Calling Susan Andersen’s first published novel a “classic masterwork” is a bit of a stretch, but I guess the Avon publicity department has to do its job. Andersen’s current fans will enjoy this reissue, but be warned that it reads very much like a debut and has its share of weaknesses. If you need your Andersen fix now and can’t wait until 2003 for her next new release, Shadow Dance may placate you for a while.
He’s a hard-nosed, loner cop who is sent to Reno, Nevada to catch the “Showgirl Slayer.” She’s a dancer from a wealthy family who manages to appear prim and proper even when she’s onstage. As Avril Lavigne sings, “Can I make it any more obvious?” From their first encounter at the morgue, where she has been summoned to identify the latest victim, Amanda Rose Charles is disturbed by Tristan MacLaughlin’s coldness. An orphan who was raised in Scotland, MacLaughlin never becomes personally involved with people he meets while investigating a case. But following a few heated encounters with the leggy blonde, MacLaughlin is ready to throw his professionalism out the window. Amanda, who is used to keeping people at an emotional and physical distance, wonders why she can’t control her baser urges around the Lieutenant. But giving in to their attraction might be a deadly idea, as the killer’s focus suddenly turns to Amanda.

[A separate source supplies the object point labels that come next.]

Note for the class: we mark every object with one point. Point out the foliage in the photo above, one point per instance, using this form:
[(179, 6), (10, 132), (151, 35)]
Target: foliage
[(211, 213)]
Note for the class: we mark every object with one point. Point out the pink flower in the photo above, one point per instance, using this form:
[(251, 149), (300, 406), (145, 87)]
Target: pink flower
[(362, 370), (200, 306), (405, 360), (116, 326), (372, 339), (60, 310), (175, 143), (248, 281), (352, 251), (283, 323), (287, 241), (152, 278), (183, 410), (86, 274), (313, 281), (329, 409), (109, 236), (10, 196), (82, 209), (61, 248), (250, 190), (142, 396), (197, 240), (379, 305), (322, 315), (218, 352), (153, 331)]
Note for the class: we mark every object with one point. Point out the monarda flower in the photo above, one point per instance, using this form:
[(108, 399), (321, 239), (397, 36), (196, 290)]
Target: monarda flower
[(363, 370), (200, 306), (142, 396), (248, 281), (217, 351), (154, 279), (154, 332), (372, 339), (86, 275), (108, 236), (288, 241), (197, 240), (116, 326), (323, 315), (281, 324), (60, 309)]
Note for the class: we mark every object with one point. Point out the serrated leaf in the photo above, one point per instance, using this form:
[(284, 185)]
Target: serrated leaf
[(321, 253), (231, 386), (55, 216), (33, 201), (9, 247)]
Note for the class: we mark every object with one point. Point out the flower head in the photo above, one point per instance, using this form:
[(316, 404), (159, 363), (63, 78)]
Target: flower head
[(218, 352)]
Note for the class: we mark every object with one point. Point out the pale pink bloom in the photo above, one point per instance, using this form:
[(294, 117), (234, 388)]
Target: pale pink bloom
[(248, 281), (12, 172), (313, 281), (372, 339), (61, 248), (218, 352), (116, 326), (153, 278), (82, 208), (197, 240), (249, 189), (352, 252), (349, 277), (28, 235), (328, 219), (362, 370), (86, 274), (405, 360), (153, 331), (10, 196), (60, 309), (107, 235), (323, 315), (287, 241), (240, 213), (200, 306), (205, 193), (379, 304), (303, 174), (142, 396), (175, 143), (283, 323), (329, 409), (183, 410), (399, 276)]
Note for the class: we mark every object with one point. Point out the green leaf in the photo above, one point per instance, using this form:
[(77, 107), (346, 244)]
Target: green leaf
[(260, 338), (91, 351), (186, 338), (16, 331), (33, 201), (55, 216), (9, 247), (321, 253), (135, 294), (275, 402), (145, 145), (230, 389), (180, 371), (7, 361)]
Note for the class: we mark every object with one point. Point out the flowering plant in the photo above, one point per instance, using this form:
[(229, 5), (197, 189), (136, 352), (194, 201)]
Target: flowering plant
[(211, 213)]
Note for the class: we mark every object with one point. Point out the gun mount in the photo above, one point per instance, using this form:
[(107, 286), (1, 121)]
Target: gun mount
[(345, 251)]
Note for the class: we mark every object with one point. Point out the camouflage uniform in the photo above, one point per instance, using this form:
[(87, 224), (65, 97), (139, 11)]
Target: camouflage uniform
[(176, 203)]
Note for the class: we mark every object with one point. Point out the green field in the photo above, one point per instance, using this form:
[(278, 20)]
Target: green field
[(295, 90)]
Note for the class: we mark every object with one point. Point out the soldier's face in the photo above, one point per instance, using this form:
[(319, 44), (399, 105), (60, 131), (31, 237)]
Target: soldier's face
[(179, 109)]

Andersen notes, on her website, that she has slightly re-worked Shadow Dance from its original version, making minor changes involving pacing and tenses. Unfortunately, it still reads like a beginner’s novel - albeit one from a gifted beginner. The main characters engage in way too much self-analysis and introspection at the expense of plot action, especially in the book’s first half. The story line would have been enriched by more subplots and well-developed secondary characters. The point of view changes from paragraph to paragraph, causing literary whiplash for the reader. The police procedural work is so vague that it is laughable, and it’s no surprise when Amanda ends up face-to-face with the killer.
MacLaughlin and Amanda have vivid chemistry together, but it’s easier to believe that the sexy detective awakens Amanda’s dormant passion than to have faith that they have fallen in love forever. And while Andersen makes a point to explain why the naturalized American MacLaughlin maintains his Scottish burr, it’s still disconcerting to hear a hard-boiled policeman say things like “Aye, lass, you’re verra bonny.” I kept thinking I had wandered into a time-travel novel by mistake.
On the positive side, the dance aspect is well-developed, the Slutty Best Friend is entertaining (I can forgive Andersen because back in 1989 the SBF wasn’t yet a cliché), and the love scenes sizzle.
Of all of the books that have been re-released since Andersen first hit it big with Baby I’m Yours, Shadow Dance is my least favorite. Whether you want to pay seven bucks to see her early mistakes is up to you, but I’m not sorry I bought it. While it’s obvious that Andersen has learned a lot about her craft in 13 years, it’s also apparent that she started out with a great deal of raw talent.